They’d be going ‘we’ve gotta make it better’. So there was a real beautiful feel in particular with the drummer and bass player. Jim Cox and I have been working like this for our whole lives. (Laughs) Our job is already there. We know about this and this is what we do. I think for these guys, it was a new experience and they are the younger guys. They had never been asked….
Next track; ‘High Heels and Throwing Things’. Now this is fun. Steady tempo, Warren’s (Haynes) on it and its most original. I’ve not heard a song like this. I’m being honest
I know you are. That’s great. Well it’s largely bass and drums and almost the whole thing.
Guitar wise, who’s doing what?
I cut it with an electric, you don’t hear any of my live guitar track as all of my electric is overdubbed. It was after the fact I went to the acoustic guitar. While we were cutting it, I couldn’t find anything I was happy with. It’s got these big loud chords, power chords that happen on certain accents.
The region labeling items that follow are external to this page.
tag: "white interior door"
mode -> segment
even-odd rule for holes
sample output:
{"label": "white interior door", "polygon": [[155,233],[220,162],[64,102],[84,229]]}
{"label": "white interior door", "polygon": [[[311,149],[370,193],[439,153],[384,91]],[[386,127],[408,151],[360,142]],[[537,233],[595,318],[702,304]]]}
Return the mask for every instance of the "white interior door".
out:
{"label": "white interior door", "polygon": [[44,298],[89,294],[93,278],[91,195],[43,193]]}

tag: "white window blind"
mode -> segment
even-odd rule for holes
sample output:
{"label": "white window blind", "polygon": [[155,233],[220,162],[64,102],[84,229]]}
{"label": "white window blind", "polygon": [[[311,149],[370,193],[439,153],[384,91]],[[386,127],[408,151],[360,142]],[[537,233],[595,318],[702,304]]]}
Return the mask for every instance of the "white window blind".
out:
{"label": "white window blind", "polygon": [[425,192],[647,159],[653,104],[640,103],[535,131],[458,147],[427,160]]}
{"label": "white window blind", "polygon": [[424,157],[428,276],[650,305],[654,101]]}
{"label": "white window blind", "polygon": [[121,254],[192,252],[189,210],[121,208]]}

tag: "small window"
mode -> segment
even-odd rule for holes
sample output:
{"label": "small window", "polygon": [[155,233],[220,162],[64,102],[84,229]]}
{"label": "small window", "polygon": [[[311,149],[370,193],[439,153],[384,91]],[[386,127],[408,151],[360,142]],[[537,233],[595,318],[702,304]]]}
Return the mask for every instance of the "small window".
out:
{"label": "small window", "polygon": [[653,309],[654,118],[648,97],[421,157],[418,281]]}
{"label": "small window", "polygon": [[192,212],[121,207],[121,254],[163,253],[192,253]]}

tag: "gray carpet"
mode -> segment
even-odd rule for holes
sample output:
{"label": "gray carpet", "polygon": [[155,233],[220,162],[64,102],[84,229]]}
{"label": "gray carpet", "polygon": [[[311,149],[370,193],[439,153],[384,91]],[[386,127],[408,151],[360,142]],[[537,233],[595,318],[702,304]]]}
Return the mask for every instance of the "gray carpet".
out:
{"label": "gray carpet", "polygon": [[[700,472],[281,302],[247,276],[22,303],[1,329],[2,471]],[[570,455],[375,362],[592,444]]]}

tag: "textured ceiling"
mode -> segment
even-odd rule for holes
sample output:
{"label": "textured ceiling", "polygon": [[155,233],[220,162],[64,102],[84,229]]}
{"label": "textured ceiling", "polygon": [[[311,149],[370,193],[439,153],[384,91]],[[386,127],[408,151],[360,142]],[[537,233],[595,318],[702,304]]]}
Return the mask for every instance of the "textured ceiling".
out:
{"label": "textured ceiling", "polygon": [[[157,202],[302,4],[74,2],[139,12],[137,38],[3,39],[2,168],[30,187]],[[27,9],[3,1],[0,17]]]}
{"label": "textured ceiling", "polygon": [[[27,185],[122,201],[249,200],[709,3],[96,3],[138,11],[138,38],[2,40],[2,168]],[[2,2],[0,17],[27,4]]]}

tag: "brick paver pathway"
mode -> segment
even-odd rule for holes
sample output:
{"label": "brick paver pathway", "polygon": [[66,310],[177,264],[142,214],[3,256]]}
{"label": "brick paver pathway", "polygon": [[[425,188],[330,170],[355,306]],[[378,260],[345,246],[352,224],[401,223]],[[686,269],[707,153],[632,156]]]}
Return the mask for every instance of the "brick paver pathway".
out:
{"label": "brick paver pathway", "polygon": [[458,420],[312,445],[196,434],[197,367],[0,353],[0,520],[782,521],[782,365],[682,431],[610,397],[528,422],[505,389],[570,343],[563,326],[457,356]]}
So that was written in but there was no part. They’re two songs where I did that; ‘Stone Cold Heaven’ is the other one
The last track, yeah
I just borrowed this acoustic guitar from a record store cause’ it’s just this really funky acoustic guitar. I just went ‘Put a mic on it. Roll it.’ I just beat the s*** out of the guitar quite frankly! Hopefully in an artistic fashion. So it’s bass, drums, percussion from the drummer and my acoustic guitar. Then you’ve just got me and Warren.
Yeah. Well again, it’s part of this adventurous thing that I’m picking up on. ‘Cause of War’, I wrote ‘relaxed attack, unusual tempo and busiest cut here.’ It’s quite busy.
It’s intense is what it is. It’s not really busy, just pretty intense.
So Long For You is the one that Sonny (Landreth) is on. He’s playing this wonderful slide sound. My ears tell me, is there a mandolin or a Nashville stringing on this?
Actually it is a ukulele. I picked it off the wall in the studio. It’s right up front.
Sonny comes in and he’s got this think like Frank Zappa where it’s coming up to the solo and you don’t know what’s coming and then he’ll come in with something original…I’m a Zappa nut. He still scares the life out of me
(Nods) One of the most creative people we’ve seen…
So the last song, ‘Stone Cold Heaven’ has a very solemn tempo and the guitar tones seem very similar from the left and right channel. But you’re on one and Tyler’s on the other.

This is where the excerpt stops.